There is the strange sight of a guy who looks like James Franco, talks like James Franco, but isn't James Franco (played by his brother Dave Franco).  There are biker gangs and potent drugs, a forgettable female supporting character that seems an afterthought in a bromance of this kind.  There is the wonderful Rob Riggle as an inappropriate coach, a fun, raunchy Ellie Kemper as a teacher, and the always entertaining Nick Offerman as a stoic Deputy Chief who after chewing the leads out for botching an arrest by not knowing the Miranda Rights ("Did you just say you have the right to be an attorney?") announces, "We're reviving a canceled undercover project from the '80s and revamping it for modern times.
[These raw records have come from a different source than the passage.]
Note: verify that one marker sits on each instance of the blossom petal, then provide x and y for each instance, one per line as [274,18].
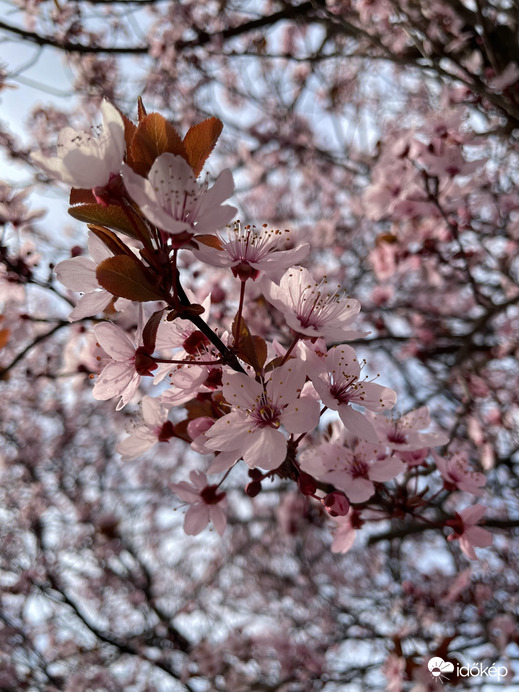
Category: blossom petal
[114,341]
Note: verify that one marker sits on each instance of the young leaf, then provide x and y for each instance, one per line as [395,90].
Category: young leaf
[149,333]
[200,141]
[112,216]
[112,242]
[154,136]
[125,276]
[251,349]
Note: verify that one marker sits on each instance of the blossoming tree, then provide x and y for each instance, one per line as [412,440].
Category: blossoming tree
[337,401]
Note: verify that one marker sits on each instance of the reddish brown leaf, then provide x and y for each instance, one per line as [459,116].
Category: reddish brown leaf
[141,111]
[200,142]
[130,128]
[125,276]
[112,242]
[251,349]
[112,216]
[154,136]
[81,197]
[149,333]
[4,337]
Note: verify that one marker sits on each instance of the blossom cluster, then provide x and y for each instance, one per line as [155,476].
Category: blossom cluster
[256,398]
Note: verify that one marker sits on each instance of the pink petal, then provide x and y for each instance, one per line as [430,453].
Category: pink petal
[386,469]
[113,380]
[265,448]
[302,416]
[90,304]
[358,424]
[219,518]
[114,341]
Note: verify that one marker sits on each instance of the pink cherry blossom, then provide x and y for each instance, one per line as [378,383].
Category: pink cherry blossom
[352,471]
[122,374]
[311,308]
[249,250]
[85,160]
[205,504]
[457,475]
[154,428]
[175,202]
[79,274]
[339,385]
[258,411]
[467,532]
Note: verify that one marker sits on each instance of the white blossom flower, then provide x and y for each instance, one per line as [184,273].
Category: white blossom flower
[249,250]
[79,274]
[175,202]
[87,160]
[313,309]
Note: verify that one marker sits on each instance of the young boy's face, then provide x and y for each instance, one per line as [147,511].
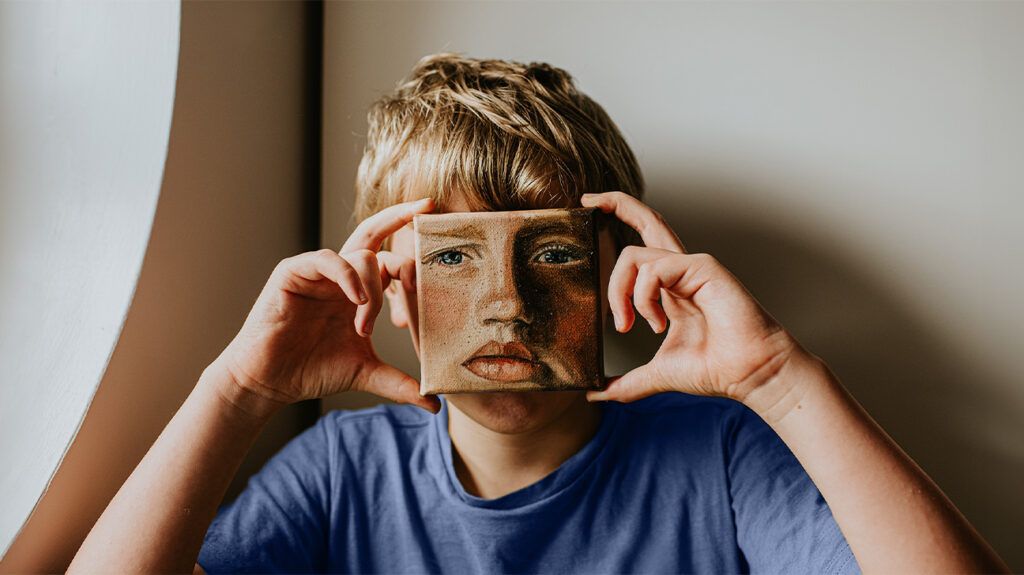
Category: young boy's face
[508,301]
[520,410]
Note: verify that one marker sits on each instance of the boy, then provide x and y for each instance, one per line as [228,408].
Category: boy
[702,460]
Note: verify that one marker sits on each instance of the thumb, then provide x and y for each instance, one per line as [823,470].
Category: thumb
[632,386]
[387,382]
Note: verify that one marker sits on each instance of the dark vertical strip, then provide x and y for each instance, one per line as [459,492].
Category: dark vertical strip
[313,55]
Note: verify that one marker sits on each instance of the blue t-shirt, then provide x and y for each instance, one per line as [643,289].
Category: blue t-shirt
[669,484]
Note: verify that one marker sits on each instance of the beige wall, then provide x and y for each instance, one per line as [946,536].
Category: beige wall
[856,165]
[230,207]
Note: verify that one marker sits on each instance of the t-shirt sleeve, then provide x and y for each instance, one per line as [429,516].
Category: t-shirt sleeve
[279,524]
[783,525]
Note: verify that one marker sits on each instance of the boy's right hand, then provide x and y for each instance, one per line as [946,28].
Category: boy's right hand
[308,334]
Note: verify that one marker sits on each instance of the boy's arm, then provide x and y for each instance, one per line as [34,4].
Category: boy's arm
[894,518]
[306,337]
[157,521]
[721,342]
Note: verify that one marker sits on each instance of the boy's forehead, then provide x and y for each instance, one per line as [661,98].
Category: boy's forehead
[478,224]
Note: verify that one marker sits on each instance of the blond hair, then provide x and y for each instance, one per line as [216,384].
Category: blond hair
[503,134]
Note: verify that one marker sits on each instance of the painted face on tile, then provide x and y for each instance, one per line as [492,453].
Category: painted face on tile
[508,301]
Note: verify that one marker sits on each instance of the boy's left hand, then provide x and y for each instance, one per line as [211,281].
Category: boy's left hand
[720,341]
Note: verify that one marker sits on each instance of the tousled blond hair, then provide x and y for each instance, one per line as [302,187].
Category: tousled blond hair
[504,134]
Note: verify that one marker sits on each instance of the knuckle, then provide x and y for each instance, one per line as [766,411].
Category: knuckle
[326,254]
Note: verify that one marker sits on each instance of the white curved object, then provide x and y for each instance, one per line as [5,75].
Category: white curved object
[86,97]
The people behind this lack creativity and they've run out of ideas, so what they do now is just recycle shit from the past and hope that nobody will notice." A hilarious line reading by Offerman, but by getting in front of this concept, taking the air out of its criticism, the film smartly allows itself the possibility of being wry and self-aware of its own ridiculousness and origins.  Similarly, the brilliant move to switch Schmidt and Jenko's roles in high school results in some of the best moments in the film as Hill plays the jock and Tatum, the brains: Schmidt's leaping through the air as Peter Pan in a theater production; Jenko announcing "Kneel before Zod!" to enter the Science nerds lab room where he struggles to understand covalent bonds; Schmidt's faux-aggressiveness as he takes center stage in a social scene he would have hidden from in high school as well as his supposed Track prowess.  The jealousy between the characters is fun, a party scene and its aftermath have their moments, and the level of fun that the directors, writers, and cast seem to be having is palpable.  Tatum is a good actor and quite funny, and Hill continues to do his fast-talking thing, which is richly comedic.  What a fun pairing of talents.

A comedy is supposed to make you laugh, and 21 Jump Street delivers.  Fun lead chemistry and raw, dark humor mix together in an addictive way.  With little to no expectations going in (and zero investment because I never watched the show), I was pleasantly surprised.  Recommended.